Fig. 5 Mean (blue triangles) and maximal (red stars) aggregate sizes as a function of the total vesicle volume in solution (V_tot). Vesicle contained 10% mol biotin-lipids, and the ligand-to-receptor ratio was set to X = 0.45. For all tested conditions the number of analyzed aggregates was set to N = 15 ± 4. The displayed values correspond to the mean and the error bars to the standard error. Two lines with slopes 1 and 2 are included as guides to the eye. Inset: Mean sphericity (Φ) of the aggregates as a function of the total vesicle volume (V_tot).
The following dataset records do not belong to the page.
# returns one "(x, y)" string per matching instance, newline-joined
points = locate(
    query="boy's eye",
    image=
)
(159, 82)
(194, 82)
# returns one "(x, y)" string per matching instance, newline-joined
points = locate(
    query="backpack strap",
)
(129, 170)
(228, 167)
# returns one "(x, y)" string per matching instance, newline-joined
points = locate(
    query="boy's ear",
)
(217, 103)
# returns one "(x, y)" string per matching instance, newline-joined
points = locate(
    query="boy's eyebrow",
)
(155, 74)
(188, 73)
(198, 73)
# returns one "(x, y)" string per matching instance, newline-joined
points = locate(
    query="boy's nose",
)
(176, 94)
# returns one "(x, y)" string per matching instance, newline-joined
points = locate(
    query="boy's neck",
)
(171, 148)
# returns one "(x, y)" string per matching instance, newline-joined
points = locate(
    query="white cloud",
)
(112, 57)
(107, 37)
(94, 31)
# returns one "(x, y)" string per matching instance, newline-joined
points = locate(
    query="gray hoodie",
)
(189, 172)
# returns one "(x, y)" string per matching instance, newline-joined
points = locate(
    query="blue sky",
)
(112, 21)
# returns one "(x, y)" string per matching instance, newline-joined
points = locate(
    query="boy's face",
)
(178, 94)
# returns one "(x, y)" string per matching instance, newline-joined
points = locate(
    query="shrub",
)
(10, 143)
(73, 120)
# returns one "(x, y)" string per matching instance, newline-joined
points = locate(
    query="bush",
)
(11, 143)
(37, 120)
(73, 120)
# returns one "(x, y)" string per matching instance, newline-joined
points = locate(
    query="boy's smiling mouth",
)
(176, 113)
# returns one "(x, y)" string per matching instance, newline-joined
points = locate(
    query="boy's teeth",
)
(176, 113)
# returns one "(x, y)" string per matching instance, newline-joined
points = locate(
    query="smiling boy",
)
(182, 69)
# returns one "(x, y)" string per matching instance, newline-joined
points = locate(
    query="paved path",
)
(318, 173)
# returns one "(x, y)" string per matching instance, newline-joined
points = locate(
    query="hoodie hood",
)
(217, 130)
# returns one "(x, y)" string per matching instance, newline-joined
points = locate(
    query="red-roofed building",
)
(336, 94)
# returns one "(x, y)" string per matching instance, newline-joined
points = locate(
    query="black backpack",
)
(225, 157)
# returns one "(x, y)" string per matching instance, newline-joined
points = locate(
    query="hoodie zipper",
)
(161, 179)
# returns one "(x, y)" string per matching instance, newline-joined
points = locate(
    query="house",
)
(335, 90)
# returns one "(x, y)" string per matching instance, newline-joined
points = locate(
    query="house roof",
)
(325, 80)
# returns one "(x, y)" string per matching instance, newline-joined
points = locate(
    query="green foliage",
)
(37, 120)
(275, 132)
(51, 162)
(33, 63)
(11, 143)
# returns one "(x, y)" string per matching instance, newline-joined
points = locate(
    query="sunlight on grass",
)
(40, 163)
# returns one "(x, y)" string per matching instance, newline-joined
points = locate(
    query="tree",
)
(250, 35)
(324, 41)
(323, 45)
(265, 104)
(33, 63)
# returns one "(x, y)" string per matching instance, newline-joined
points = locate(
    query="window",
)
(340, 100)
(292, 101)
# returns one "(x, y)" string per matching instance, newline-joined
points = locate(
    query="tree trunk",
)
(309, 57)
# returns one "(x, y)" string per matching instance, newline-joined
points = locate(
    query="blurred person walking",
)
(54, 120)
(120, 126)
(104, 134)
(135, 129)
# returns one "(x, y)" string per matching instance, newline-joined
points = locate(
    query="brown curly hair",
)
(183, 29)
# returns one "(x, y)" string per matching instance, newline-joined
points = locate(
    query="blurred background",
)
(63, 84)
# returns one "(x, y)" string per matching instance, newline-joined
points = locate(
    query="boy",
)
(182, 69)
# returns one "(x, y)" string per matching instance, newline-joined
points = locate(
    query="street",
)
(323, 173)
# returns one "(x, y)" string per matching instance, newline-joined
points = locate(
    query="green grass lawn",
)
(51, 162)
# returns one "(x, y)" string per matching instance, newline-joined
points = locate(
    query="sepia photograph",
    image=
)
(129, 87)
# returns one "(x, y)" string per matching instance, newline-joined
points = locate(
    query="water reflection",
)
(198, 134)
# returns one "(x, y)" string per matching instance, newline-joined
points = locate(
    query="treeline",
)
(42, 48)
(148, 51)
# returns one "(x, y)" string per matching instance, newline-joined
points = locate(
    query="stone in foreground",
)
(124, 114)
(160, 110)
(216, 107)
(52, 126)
In cell–cell adhesion, the biological activity, and in particular, active acto-myosin cortex is known to play a fundamental role which cannot be reproduced in our simplified biomimetic prototissue. Cortex contractility has an antagonistic effect to cell adhesion as it favors cell surface minimization (both mechanisms being interdependent), leading to different degrees of tissue compaction.^59,60 Attempts to perform cell aggregates have been addressed with the aim of modeling tumor progression,⁶¹ or for tissue engineering purposes in order to develop artificial organs or tissue transplants. Cell aggregates are constituted by the self-assembly of dispersed cells in suspension. Multicellular spheroids can grow up to typical volumes of 10⁹ μm³.⁶¹ As shown in Fig. 5, we can tune the GUV-aggregate sizes to attain the typical sizes of cellular spheroids, making them potential convenient biomimetic models. However, GUV aggregates display more irregular shapes. In multicellular aggregates round shapes are ensured by cell activity, allowing to explore more configurations and to reach more spherical shapes, minimizing their energy. Additionally, many biological tissues are constituted of cohesive cell monolayers. This is the case of epithelial tissues,⁵⁹ or germ layers.⁶² There is, therefore, an interest in developing 2d-biomimetic analogs, which enables to reproduce essential ingredients of these complex biological systems (which is addressed in the following section).

3.4 Prototissue morphology

3.4.1 3d-aggregates vs. 2d-monolayers. Aggregate morphology was qualitatively tuned by changing the incubation protocol. While Sedimentation and Concentration protocols led to rather globular shapes, in-plane Rotation during incubation induced the formation of vesicle monolayers. The formation of such artificial monolayers represents a simplified model system for epithelial cell monolayers (Fig. 6A). In panel B we show an example of a 2D-vesicle layer, analyzed with the Imaris Software. The reconstruction using this software shows that the prototissue is constituted of one single layer of vesicles. For comparison, we display in panel C a globular aggregate obtained at equivalent volume fraction.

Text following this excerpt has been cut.